Henry Grabar, writing for Citylab.com, comments: “Spatial thinking helps us structure, integrate, and recall ideas. It’s less an independent field of study than a foundational skill; a 2006 report from the National Research Council called spatial literacy the ‘missing link’ in the K-12 curriculum at large. Navigating is among the greatest incubators of that ability. A sophisticated internal map, as a famous study of London cab drivers showed, is tied to greater development in the hippocampus, the brain region responsible for spatial memory. In another study, participants with stronger hippocampus development tended to navigate with complex cognitive maps, while those with less developed spatial memory memorized turn-by-turn directions” (source). But could that mean that Carr is right, that our hippocampi will shrink if we rely on GPS instead of mental and paper maps, and that such shrinkage could even lead to dementia, as suggested in his Washington Post article?

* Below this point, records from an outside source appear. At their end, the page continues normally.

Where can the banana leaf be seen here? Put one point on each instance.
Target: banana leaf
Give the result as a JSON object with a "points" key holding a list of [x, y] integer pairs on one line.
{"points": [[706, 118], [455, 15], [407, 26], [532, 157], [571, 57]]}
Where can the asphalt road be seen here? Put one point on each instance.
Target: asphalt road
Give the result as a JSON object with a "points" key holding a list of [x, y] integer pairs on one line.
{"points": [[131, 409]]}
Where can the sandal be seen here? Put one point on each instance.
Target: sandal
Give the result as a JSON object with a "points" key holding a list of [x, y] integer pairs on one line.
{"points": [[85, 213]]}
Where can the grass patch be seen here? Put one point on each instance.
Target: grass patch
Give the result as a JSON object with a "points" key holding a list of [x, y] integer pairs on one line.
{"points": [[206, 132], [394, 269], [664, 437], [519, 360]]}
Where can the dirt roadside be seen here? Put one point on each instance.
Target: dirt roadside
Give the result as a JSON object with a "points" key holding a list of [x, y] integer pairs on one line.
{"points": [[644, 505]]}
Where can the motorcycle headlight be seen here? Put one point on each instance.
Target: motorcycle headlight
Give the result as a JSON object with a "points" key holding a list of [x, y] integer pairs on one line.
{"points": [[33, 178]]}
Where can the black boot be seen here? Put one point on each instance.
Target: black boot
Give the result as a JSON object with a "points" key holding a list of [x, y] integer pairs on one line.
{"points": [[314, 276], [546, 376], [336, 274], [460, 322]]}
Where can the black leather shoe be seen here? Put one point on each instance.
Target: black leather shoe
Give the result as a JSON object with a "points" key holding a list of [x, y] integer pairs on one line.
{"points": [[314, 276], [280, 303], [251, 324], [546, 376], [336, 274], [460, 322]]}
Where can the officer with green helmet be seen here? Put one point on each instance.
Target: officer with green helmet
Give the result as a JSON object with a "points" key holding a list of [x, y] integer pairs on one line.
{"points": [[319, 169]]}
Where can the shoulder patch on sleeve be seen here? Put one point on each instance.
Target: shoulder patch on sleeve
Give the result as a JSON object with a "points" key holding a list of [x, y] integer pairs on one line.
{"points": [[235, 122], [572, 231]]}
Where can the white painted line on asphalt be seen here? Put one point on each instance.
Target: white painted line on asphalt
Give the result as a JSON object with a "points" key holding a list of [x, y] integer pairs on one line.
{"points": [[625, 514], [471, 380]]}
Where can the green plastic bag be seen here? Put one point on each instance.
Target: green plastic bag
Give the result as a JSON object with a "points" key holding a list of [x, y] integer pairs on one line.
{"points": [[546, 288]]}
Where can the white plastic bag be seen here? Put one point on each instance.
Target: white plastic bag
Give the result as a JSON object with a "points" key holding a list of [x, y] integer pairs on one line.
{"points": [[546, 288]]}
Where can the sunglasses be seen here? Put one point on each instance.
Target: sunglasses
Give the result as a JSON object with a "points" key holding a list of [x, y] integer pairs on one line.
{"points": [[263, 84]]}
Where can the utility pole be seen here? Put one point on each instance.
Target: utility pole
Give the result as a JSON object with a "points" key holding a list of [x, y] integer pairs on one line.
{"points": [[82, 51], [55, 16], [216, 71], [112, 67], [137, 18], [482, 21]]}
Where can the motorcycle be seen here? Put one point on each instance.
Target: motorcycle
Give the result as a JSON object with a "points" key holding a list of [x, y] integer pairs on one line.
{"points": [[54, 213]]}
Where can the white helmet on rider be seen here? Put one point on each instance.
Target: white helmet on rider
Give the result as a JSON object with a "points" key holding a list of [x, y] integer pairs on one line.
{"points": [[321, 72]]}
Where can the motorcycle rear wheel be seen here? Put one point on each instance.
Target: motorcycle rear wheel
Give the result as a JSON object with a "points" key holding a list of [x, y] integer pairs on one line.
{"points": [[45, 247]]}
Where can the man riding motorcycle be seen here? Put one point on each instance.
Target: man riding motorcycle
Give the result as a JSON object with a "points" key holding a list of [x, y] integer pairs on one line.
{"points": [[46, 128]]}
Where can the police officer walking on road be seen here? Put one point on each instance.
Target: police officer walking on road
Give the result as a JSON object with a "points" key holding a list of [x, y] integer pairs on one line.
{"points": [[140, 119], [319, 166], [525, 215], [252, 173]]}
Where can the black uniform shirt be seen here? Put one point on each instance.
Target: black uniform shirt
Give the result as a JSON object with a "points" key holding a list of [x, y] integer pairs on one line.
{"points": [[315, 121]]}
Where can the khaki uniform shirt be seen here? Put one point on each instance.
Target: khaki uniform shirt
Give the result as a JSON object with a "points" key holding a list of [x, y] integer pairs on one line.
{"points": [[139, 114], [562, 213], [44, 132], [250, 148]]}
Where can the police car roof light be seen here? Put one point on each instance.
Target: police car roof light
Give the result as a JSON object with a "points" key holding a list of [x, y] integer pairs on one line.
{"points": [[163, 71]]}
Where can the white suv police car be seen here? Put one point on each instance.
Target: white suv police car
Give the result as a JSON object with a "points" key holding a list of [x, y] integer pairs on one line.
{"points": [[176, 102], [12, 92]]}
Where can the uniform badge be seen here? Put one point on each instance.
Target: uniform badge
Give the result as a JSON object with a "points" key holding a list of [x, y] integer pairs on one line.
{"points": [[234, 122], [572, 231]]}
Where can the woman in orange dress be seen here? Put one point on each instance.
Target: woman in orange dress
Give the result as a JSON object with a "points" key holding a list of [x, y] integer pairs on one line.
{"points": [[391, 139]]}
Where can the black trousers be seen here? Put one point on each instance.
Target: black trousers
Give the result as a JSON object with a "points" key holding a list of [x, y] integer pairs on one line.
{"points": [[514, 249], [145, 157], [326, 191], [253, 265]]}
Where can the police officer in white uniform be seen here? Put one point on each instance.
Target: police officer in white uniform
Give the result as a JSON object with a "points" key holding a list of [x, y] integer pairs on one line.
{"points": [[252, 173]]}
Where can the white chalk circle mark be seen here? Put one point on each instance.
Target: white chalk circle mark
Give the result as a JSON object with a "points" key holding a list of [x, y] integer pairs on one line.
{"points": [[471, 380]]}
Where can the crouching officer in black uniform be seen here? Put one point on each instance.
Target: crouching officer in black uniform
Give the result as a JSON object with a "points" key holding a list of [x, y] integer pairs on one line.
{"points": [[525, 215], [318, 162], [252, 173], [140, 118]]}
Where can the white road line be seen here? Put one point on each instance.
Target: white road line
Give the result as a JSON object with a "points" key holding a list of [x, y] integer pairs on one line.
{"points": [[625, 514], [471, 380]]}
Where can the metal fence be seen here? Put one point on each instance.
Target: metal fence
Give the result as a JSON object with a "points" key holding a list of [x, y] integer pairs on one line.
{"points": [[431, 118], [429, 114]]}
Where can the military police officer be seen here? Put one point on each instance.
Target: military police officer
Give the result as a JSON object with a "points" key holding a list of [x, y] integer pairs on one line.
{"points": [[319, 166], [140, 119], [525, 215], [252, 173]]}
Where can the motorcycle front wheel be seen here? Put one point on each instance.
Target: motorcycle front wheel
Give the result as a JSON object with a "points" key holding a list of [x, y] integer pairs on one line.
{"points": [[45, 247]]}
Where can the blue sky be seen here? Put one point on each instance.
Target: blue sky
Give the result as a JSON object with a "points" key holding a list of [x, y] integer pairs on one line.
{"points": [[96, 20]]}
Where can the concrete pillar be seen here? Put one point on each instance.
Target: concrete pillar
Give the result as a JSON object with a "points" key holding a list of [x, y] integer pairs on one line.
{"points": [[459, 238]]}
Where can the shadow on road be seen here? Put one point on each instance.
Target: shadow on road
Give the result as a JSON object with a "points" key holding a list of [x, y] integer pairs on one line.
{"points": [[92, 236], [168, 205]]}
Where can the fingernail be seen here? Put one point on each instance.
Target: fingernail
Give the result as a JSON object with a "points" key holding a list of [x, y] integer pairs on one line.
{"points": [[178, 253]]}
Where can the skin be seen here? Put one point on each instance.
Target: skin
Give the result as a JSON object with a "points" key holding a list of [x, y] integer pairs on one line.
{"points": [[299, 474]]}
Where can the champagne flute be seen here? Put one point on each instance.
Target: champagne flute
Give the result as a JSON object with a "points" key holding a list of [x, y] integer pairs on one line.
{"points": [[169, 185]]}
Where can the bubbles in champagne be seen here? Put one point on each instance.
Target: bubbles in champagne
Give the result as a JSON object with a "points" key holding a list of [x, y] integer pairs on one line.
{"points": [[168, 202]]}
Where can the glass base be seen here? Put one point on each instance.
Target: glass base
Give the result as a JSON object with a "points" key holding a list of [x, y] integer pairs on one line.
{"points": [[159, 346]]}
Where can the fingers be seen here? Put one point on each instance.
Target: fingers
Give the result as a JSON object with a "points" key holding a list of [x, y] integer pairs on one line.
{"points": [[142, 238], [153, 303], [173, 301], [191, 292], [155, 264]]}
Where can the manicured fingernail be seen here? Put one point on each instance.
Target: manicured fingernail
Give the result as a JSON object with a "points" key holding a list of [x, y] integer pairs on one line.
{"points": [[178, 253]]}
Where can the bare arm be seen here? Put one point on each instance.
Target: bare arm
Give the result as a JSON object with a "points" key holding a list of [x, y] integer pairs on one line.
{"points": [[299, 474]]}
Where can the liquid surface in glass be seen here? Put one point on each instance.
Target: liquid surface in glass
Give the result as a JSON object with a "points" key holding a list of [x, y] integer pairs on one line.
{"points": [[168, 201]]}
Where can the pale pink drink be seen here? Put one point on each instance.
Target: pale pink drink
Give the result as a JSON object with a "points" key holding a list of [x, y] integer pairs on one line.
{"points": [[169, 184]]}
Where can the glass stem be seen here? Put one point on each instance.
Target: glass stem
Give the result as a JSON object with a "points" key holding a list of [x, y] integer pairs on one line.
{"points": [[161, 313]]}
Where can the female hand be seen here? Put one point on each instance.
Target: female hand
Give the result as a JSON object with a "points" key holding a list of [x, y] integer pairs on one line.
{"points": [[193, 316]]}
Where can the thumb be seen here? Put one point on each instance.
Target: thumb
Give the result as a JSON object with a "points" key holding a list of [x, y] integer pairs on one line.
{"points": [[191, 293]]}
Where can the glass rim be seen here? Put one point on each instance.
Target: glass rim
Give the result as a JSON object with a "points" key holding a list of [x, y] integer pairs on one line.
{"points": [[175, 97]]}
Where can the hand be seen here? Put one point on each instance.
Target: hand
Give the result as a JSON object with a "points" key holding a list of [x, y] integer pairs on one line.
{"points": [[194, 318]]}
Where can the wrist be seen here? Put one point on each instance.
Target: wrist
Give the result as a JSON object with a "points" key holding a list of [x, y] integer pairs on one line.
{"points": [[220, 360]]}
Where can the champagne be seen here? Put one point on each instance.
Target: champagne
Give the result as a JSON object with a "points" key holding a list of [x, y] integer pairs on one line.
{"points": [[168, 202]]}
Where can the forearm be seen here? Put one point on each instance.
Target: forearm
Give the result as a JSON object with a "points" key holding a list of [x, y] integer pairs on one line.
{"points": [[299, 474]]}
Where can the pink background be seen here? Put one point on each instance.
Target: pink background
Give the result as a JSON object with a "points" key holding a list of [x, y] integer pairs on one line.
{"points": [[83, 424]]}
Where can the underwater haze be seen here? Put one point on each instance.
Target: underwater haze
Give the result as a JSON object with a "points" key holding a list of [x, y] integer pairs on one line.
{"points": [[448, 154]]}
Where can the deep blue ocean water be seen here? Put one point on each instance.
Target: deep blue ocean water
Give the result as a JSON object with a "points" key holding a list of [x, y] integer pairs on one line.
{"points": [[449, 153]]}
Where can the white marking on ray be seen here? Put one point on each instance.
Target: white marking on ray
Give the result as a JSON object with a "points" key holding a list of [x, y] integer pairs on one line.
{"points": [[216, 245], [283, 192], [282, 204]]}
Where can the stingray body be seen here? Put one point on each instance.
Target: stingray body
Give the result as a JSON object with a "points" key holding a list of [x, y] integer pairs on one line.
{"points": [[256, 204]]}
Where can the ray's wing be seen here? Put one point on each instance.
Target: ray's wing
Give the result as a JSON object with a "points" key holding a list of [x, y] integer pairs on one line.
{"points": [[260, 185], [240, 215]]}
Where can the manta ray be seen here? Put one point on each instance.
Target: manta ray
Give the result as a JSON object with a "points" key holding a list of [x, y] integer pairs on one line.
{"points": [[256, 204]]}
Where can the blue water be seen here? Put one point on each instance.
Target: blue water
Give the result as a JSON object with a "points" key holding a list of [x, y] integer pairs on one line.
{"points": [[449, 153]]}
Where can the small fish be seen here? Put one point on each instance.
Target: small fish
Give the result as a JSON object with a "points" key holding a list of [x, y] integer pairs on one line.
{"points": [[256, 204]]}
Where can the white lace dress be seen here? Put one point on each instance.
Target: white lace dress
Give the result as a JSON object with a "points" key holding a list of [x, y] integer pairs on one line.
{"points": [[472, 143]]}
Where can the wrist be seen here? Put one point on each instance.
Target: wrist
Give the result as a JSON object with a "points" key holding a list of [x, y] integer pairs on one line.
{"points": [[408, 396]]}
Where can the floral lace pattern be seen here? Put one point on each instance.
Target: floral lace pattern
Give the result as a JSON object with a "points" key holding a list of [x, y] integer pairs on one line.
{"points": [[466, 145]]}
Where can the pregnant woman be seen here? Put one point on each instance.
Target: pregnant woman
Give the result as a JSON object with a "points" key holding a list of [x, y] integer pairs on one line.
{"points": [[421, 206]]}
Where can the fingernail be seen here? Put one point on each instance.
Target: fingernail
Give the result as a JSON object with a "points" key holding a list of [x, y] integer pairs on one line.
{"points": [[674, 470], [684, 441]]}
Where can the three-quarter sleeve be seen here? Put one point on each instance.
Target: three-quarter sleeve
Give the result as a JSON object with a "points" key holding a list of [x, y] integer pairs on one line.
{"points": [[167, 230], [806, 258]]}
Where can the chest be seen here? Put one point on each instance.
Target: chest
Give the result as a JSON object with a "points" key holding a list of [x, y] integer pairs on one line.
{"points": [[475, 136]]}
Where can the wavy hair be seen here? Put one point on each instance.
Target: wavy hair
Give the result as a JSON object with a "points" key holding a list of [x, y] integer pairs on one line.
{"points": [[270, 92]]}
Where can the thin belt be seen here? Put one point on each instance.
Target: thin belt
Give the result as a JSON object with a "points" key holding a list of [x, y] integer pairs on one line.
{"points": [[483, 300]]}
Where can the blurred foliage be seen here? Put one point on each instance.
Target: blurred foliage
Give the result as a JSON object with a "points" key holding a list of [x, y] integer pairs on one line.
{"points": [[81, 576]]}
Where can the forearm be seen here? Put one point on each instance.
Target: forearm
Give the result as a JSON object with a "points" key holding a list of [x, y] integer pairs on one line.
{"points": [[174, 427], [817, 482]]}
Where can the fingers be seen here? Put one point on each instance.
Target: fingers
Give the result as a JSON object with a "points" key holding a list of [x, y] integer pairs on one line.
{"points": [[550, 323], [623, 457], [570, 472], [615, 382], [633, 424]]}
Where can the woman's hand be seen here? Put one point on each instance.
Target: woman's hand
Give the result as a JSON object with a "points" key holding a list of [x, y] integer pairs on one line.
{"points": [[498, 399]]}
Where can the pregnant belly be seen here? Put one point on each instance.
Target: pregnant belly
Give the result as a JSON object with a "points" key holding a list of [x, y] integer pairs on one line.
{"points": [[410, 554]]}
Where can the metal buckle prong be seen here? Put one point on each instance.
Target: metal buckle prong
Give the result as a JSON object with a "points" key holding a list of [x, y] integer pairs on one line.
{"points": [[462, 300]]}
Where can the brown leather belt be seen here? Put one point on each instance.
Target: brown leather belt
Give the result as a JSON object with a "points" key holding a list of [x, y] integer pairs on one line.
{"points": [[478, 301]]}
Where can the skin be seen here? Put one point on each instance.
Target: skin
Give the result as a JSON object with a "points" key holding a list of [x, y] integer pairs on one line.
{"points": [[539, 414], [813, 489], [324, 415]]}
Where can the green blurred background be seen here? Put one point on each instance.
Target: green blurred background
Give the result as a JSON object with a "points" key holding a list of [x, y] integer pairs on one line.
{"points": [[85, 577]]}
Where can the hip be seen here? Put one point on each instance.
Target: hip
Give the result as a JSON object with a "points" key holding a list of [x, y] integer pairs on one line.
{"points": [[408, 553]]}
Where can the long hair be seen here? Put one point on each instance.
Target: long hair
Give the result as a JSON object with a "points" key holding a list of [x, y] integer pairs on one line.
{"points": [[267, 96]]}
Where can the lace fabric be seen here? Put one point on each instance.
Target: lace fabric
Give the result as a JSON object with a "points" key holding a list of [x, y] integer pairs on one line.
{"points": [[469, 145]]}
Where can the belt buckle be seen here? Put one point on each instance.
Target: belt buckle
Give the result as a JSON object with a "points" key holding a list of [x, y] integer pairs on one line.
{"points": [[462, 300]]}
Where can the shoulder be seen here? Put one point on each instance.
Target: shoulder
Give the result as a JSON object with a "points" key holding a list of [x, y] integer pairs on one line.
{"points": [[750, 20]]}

Probably not. “As printing expanded the industry, cartographers deployed their talents in hundreds of new ways. Of equal importance, however, was the revolution in access. Before 1800, few people would have seen a map of their city or town. By the middle of the century, such objects were commonplace. By the early 20th century, they were distributed for free at gas stations. That development changed the way our ancestors thought about space. It certainly enhanced their understanding of the world. Something similar may be happening today. While cartophiles are alternately entranced and worried by the technological progress within maps, the more significant change may be in our collective exposure to geographic information. We no longer have to ‘read’ maps as we once did. But it seems nearly certain that we spend more time looking at them. For every cognitive scientist watching connectivity diminish our talents of perception, cognition, and problem-solving, there are many more kids exploring the earth from their laptops. ‘I think the parallel with the 19th century actually says the addition of the digital dynamic is going to expand context, make people more geographically literate, says David Rumsey, whose extensive map collection testifies to the cartographic trends of past generations. ‘I don’t think it leads to a loss of spatial consciousness—I think it’s exactly the opposite’” (citylab.com, op. cit.).
Editor’s note: Many thanks to Geography grad student Mike Alonzo for drawing out attention to the citylab.com article. As Mike put it, “This article is a little all over the place, but there’s some good stuff in here.”